He had been all-in for two and a half years, coming to understand as well as anyone else at Vertex the thankless challenges and inevitable crises of operating a business driven, at its core, by research. Neither Wall Street nor the marketplace had shoved Vertex off its stance that R&D was paramount. Mueller’s clinical strategy maintaining telaprevir as its cornerstone and his aversion to nucs had momentarily beggared Smith’s determination to finance as broad a pipeline as possible, leaving Vertex to face a period of unexpected austerity without a midterm play in HCV and with little clarity beyond that. The field force would not have
a chance, as Cumbo put it, to “kick Gilead’s ass”—not for several years at least. CF was expected to pick up the slack.

A builder builds. In August Cumbo flew to San Diego to dive with great white sharks, descending in a battered steel cage off Guadalupe Island, Mexico, to come face-to-face with their prehistoric snouts and razor teeth. What did he learn? “To stay in the cage.” Fending off feelers from Abbott and other large players in hepatitis C, he quietly edged throughout the fall toward joining a seventy-person company, Sarepta Therapeutics, as head of business development as it prepared to launch an orphan drug for muscular dystrophy. In early December, Cumbo turned in his notice, delaying his announcement to his team until after the first of the year.

The so-called “fiscal cliff” loomed in Washington. Obama’s reelection clarified the near-term prospects for the $2.7 trillion US health care economy, meaning Obamacare would soon take effect, and the drug industry, for the first time in a decade, introduced a bumper crop of new medicines. Nearly half the year’s thirty-nine new drugs approved by the FDA, like Kalydeco, treated rare diseases, signaling the coming-of-age of the new post-genomic paradigm in pharmaceuticals: the prevalence of eye-wateringly high-priced medicines that transform the lives of a handful of patients. As Vertex had learned, the vision of finding such drugs, the reduced obstacles to market, and the incomparable value to be derived from them were irresistible to nearly all companies now, smaller ones especially.

On December 19 Vertex issued two product updates, each in its way reflecting the company’s maturation under Leiden. The National Health Service in England, after pushing back on price, agreed to pay for Kalydeco for the 270 patients in the United Kingdom with the G551D mutation. The decision, which was expected to consume half its budget for
all
cystic fibrosis patients, was cleared only after Vertex agreed to an undisclosed discount. It was one thing to convince American insurers and managed care companies to pay $300,000 for a drug; convincing austerity-hit foreign governments was another. With health care systems around the world under increasing financial stress, it wasn’t too
early to think that the super-orphan commercial strategy might become unsustainable, sooner rather than later.

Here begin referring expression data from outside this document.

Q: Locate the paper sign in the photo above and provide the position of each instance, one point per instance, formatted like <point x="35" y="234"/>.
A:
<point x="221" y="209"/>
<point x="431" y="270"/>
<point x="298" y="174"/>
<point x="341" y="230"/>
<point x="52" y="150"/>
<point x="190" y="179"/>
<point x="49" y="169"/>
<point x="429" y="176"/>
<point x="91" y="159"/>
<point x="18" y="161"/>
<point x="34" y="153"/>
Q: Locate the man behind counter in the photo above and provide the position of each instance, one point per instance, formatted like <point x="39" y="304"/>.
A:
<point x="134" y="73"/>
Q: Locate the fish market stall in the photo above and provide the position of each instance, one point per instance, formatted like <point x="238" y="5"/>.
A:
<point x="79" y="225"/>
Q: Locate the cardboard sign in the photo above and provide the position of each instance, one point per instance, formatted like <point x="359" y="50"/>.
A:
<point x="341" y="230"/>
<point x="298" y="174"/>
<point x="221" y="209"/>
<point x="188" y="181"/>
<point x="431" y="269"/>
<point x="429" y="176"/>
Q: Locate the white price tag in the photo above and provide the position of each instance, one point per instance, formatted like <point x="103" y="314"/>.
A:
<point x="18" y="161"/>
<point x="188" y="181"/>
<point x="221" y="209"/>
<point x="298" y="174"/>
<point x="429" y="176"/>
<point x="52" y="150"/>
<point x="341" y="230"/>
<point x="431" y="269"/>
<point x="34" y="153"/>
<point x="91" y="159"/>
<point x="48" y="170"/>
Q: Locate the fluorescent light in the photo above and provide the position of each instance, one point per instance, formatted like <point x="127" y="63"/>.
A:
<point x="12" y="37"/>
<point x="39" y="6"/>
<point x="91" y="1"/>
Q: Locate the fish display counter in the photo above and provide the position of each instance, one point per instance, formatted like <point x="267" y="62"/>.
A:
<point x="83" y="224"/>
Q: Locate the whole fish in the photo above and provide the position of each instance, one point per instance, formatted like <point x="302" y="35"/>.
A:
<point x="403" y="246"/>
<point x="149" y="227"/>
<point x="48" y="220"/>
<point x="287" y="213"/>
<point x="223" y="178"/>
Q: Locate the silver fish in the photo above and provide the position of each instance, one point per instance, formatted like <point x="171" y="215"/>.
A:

The company also announced that the FDA had placed a black box warning label on Incivek, cautioning prescribers that the drug had caused fatal skin rashes in at least two patients. More than fifty thousand patients had started on the medicine, but despite the company’s extensive rash management protocols, two patients in Japan had developed a potentially fatal skin condition, Lyell’s syndrome, one dying of multi-organ failure, the other surviving after she discontinued treatment. Another woman died after being hospitalized. Vertex redoubled its instructions to doctors to halt therapy as soon as a serious skin reaction was identified, as the fatal cases resulted when patients stayed on therapy even after severe rash was diagnosed.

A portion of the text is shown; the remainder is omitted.